The subject of the opening plenary was ocean optimism and success stories. Unfortunately, the majority of environmental news we see in media today is quite negative, and can lead many people to feel that environmental efforts are in many ways ‘pointless’. The plenary speaker, Heather Koldewey, works with the Zoological Society of London on finding solutions and engaging people in marine conservation. When marketing on social media, one of her main messages was that good news always beats bad news, and drives positive engagement. Heather also emphasised the need to act now to help our oceans, as doing nothing until the science is perfected is far worse than starting immediately to do something. This message is certainly what we try to convey with our Marine Savers (and Reefscapers) branding and social media efforts.
Peter Mumby (from the University of Queensland) gave a popular presentation, looking at reef resilience in the Great Barrier Reef (GBR).

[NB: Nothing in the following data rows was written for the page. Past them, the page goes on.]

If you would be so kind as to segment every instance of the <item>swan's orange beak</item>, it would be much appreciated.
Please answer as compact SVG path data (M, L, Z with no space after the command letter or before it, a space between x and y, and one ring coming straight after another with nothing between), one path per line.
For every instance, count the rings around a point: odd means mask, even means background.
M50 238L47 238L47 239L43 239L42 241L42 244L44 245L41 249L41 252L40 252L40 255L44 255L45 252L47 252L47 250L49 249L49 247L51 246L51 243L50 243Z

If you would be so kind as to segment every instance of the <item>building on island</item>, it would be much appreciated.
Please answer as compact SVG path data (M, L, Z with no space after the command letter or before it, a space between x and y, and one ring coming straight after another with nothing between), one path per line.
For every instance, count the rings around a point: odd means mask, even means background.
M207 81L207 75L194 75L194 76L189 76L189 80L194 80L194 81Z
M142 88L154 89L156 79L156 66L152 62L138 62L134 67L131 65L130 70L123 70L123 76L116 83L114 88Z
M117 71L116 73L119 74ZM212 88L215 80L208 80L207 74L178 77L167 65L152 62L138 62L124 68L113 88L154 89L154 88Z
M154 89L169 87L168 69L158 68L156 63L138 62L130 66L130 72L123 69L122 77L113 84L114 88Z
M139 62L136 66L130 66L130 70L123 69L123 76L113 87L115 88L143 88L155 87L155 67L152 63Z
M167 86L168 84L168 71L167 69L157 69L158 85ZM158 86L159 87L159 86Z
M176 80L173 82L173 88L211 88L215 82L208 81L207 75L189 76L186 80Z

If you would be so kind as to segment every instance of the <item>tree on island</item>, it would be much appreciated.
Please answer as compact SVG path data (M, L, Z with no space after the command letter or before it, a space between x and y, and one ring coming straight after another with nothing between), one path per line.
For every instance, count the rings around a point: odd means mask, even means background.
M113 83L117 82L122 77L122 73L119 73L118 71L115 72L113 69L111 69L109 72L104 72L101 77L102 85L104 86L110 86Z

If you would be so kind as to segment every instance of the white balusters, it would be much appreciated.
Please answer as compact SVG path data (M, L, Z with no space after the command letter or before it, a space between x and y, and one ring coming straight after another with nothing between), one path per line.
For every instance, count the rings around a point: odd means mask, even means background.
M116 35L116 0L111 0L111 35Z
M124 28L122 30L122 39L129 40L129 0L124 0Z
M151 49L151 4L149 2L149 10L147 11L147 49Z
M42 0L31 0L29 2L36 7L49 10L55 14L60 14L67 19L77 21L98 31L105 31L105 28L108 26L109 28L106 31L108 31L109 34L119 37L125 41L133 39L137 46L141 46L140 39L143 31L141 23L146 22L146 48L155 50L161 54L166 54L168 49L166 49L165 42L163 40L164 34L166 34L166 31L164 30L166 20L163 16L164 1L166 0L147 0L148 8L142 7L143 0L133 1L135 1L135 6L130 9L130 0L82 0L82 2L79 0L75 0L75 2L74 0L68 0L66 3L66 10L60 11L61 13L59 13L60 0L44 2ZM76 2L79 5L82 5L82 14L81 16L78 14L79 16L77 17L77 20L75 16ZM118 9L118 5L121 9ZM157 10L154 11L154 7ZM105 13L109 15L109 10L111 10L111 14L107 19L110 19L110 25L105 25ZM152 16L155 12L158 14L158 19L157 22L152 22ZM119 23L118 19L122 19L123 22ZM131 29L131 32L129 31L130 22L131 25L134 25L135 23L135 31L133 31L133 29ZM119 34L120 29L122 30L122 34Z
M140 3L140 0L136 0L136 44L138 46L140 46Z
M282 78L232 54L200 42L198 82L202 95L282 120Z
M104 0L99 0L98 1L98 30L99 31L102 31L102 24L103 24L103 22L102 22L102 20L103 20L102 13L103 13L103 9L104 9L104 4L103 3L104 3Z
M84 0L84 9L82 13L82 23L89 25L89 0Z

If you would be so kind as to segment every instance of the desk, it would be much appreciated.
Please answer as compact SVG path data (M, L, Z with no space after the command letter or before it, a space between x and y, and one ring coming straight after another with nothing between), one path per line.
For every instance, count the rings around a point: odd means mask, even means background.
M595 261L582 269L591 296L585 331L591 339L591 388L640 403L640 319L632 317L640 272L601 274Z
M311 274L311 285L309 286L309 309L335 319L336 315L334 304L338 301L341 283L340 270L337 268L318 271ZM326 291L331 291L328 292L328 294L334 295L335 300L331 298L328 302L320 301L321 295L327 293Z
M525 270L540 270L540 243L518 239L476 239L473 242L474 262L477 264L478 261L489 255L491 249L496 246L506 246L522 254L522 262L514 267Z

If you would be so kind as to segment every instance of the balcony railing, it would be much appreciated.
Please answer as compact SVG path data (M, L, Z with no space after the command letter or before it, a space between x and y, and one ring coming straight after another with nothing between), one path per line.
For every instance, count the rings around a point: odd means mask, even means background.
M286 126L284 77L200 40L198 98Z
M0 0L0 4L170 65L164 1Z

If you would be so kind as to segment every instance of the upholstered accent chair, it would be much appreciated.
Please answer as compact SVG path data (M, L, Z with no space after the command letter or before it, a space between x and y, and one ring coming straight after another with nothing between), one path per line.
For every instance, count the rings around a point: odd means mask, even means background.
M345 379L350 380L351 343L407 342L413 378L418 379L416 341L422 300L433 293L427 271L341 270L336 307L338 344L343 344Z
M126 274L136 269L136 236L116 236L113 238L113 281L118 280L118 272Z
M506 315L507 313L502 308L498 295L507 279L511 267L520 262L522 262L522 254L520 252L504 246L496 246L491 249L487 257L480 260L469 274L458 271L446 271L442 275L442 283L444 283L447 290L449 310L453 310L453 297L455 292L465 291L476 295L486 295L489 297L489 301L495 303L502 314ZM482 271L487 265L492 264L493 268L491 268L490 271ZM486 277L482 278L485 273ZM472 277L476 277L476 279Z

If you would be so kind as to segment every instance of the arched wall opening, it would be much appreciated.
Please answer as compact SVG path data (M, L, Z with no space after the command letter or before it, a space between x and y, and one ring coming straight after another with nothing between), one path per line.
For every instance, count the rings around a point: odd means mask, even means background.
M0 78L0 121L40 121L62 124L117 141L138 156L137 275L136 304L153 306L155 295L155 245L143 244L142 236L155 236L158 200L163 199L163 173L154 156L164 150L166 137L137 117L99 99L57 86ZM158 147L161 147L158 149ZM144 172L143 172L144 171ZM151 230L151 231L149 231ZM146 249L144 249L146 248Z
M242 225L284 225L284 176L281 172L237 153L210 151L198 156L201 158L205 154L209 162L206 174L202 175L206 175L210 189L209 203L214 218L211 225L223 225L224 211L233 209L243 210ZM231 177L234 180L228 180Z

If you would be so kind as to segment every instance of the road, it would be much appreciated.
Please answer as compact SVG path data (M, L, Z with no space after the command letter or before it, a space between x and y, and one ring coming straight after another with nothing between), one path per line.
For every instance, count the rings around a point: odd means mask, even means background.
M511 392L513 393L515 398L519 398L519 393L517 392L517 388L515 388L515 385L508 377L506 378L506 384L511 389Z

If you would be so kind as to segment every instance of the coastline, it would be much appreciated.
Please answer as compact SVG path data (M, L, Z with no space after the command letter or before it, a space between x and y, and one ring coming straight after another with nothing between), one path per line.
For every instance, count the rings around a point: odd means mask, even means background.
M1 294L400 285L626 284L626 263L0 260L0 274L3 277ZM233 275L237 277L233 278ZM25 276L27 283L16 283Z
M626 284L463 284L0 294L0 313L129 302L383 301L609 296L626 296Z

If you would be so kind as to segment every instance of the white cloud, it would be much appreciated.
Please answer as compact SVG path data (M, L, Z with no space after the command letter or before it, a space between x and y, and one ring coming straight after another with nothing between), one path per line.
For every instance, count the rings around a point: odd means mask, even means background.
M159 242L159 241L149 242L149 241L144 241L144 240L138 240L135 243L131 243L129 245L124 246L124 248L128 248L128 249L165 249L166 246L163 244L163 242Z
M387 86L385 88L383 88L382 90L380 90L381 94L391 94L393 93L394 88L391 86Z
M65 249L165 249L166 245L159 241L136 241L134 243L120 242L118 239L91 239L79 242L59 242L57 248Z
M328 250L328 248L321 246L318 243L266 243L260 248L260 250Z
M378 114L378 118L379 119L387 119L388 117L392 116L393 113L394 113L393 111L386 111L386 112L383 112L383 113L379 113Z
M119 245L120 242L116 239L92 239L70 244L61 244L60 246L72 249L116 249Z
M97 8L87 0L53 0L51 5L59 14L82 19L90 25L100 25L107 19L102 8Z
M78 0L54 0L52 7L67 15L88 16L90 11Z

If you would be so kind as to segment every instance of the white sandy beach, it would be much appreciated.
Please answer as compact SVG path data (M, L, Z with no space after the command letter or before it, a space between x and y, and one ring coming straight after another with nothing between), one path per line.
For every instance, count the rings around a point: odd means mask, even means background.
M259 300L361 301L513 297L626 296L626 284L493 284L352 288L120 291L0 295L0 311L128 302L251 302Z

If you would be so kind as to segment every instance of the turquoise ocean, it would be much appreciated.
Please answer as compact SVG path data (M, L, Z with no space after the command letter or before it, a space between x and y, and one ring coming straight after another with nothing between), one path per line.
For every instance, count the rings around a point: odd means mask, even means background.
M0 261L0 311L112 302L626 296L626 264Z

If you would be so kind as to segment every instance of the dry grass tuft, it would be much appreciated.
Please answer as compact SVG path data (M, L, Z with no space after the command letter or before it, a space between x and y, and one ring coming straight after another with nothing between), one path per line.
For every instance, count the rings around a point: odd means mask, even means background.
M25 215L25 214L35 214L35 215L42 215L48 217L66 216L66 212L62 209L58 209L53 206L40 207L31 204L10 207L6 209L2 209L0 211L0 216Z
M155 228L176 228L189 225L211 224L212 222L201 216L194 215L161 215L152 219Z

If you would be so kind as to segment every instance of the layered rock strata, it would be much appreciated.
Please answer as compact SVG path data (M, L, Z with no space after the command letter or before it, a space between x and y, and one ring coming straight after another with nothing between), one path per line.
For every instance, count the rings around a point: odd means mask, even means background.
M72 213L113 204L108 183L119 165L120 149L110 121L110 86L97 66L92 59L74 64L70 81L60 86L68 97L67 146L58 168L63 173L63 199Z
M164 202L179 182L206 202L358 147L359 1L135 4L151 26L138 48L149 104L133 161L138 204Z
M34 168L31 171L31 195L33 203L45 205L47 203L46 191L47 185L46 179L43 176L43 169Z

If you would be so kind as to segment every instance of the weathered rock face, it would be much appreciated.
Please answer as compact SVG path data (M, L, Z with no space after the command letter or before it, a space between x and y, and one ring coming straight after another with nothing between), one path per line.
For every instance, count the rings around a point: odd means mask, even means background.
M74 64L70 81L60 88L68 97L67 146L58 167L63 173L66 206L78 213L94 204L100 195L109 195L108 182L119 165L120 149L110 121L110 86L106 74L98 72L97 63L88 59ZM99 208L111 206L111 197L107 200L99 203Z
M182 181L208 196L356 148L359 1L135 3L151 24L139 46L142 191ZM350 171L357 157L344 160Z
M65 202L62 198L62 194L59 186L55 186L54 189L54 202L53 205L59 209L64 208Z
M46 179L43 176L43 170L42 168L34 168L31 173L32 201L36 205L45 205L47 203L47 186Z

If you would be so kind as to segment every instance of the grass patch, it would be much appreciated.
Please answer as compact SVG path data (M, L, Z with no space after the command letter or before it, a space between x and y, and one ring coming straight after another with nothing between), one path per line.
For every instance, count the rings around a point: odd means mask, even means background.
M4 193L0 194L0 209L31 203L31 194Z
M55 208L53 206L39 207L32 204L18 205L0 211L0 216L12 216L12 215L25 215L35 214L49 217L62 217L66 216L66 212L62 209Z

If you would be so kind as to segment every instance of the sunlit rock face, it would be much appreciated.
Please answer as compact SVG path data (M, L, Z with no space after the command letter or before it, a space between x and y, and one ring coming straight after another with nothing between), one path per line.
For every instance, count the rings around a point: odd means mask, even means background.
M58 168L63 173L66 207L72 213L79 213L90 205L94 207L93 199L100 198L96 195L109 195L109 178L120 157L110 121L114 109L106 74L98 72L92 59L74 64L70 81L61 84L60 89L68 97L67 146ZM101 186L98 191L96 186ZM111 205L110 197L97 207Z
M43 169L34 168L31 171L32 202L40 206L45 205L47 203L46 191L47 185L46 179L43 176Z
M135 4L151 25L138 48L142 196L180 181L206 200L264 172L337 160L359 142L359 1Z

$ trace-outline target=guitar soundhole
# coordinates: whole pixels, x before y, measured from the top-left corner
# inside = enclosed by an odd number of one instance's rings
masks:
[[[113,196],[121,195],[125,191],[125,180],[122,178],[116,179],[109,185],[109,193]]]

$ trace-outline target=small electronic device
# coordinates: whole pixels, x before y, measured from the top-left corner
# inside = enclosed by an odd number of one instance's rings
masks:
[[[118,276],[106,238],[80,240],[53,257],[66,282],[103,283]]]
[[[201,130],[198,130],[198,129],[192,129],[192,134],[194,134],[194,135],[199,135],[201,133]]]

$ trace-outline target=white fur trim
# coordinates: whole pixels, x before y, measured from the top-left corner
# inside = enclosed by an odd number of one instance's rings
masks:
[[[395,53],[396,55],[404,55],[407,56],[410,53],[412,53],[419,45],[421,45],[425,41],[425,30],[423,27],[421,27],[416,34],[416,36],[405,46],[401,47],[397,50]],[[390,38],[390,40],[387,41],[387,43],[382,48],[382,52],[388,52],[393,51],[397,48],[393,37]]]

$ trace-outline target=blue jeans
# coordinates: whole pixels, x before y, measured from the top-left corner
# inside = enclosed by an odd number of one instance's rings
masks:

The healthier reefs can act as ‘nurseries’, able to propagate and replenish damaged areas; it is estimated that just 3% of the GBR (100 reefs) could promote coral recovery for almost half the GBR. Using this kind of technique applied to Maldives could reveal which specific reefs might be most beneficial for the wider ecosystem and the country as a whole.
Hock K, Wolff NH, Ortiz JC, Condie SA, Anthony KRN, Blackwell PG, et al. (2017) Connectivity and systemic resilience of the Great Barrier Reef. PLoS Biol 15(11): e2003355.
Topics at the Symposium included:
- Citizen Scientists – can data acquired by citizens be useful in research, or is it mainly an awareness exercise? How best to communicate results, to ensure contributors feel their work creates an impact? (Eg: regularly share updated infographics on social media).
- Grace Young (check out her great website!) presented her PhD topic on 3D modelling of coral reefs (using ‘Rhino 3D’). This could useful for comparing growth on our coral frames, and as a real WOW-factor!
- Quantifying the successes and failures of marine protected areas (MPAs):
- The success of MPAs is often incorrectly measured, so to get a true understanding of the complex issues, there needs to be ‘before’ and ‘after’ measurements taken within the MPA and also at control sites outside the protected area.
- MPAs focused solely on the local population often fail, so multiple stakeholders are important (locals, external governments, donor influences).
- Resort areas (in Maldives) are often seen to act as MPAs in their own right, and can have healthier house reefs away from the pressures of a local population.